Question:
Is there a CPT® code to use when performing a chest and abdominal single-view on an infant located in the neonatal ICU? We now use 71010 (radiologic examination, chest; single view, front) and just include a reading of the abdomen within the chest report. Is this correct, or would it be appropriate to do the same view as described and send the same view to two separate orders (chest 71010 and abdomen 74000)?
Answer:
Only one technical service is being performed, so only one of the codes would be reported—either 71010 or 74000 (radiologic examination, abdomen; single anteroposterior view). The radiologist who produces the interpretation may bill both 71010 and 74000 (assuming he documents both) for the professional component.
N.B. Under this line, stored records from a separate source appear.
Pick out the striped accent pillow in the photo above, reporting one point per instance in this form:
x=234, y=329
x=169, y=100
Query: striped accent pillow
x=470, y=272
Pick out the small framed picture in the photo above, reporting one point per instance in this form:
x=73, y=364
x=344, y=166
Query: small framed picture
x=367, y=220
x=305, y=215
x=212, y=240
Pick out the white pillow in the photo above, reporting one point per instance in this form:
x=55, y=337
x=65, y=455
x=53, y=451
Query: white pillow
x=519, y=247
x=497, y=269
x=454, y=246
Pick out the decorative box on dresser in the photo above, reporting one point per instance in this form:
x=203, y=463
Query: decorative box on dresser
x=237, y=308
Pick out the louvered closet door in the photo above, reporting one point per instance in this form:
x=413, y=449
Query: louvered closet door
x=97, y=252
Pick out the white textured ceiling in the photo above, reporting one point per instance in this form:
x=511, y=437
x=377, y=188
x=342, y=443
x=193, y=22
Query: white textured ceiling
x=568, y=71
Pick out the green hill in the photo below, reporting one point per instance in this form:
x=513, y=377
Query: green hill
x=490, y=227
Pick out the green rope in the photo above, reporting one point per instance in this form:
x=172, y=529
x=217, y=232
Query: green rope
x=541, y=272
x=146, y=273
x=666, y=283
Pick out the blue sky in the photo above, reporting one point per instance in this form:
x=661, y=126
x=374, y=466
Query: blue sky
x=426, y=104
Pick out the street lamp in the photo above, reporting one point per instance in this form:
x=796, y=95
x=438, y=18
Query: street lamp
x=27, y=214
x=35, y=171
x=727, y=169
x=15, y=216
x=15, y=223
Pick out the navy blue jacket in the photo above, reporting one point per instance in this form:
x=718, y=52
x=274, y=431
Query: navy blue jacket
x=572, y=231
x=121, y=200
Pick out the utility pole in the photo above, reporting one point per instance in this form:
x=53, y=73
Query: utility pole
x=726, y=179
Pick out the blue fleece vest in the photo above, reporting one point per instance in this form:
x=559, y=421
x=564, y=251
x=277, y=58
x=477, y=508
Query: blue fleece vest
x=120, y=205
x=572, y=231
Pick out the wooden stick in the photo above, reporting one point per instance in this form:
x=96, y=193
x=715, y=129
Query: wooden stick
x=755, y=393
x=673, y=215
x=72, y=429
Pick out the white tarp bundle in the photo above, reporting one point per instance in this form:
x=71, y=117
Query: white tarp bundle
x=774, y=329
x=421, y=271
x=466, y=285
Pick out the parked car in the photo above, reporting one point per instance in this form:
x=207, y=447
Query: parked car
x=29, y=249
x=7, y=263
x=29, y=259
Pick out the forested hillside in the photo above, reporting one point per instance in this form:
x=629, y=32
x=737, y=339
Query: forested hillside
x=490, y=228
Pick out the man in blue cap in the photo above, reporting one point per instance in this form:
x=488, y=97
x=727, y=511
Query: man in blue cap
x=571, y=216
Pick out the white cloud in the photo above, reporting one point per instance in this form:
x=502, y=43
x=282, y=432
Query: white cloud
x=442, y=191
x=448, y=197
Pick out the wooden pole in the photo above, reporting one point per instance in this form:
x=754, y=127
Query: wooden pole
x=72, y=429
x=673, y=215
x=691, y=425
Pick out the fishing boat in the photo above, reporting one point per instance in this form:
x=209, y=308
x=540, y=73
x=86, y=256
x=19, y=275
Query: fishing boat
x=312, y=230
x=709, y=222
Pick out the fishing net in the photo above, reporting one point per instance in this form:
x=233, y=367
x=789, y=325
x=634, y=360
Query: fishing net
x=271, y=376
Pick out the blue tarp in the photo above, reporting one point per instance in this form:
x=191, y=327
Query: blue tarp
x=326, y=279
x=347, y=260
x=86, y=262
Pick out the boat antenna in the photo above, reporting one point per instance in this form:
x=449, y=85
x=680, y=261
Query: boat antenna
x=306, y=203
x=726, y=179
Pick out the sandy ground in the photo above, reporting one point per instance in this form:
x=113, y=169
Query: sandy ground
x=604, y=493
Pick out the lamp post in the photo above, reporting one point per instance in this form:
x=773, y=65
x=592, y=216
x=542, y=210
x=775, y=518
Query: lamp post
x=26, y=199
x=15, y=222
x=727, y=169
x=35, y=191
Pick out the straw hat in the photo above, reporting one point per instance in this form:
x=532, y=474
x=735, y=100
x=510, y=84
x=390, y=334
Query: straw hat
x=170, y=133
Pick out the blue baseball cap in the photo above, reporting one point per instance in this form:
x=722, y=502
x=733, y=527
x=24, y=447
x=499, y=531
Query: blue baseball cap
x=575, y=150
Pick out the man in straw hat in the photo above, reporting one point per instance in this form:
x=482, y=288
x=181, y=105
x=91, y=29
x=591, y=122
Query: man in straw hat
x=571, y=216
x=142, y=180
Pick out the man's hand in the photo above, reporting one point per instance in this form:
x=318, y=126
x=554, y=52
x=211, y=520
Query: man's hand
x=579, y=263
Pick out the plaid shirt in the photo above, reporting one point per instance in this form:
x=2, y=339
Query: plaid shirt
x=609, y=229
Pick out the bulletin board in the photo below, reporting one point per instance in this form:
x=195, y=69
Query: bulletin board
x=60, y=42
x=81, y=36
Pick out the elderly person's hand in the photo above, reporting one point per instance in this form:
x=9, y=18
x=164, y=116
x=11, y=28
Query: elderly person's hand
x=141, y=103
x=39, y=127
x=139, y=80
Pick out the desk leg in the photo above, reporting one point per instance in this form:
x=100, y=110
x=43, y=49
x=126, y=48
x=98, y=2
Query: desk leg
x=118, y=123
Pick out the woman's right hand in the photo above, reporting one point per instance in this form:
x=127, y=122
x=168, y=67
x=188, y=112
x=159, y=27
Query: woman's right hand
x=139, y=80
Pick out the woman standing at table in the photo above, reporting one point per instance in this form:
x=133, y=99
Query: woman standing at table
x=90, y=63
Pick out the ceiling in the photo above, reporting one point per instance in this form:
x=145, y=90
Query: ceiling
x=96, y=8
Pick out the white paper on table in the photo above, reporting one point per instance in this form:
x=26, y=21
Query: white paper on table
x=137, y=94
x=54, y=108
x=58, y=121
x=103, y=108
The summer 2009 issue of Clinical Examples in Radiology, which is co-published by the American Medical Association and the American College of Radiology, had the following discussion related to these codes:
When focused examinations of both the abdomen (74000) and the chest (71010) are ordered and performed on an infant, they represent two separate examinations and require interpretation of two different anatomic areas. Very often these studies are performed on a single radiograph to minimize radiation exposure, but the fact that the two examinations are performed with a single exposure does not diminish any of the work of interpreting the two studies. The professional component (PC) should be reported for both studies. Because the study is done on one film (or one digital image), it is appropriate to report the technical component (TC) of only one study, as there are cost savings in the amount of time and supplies used to perform the study.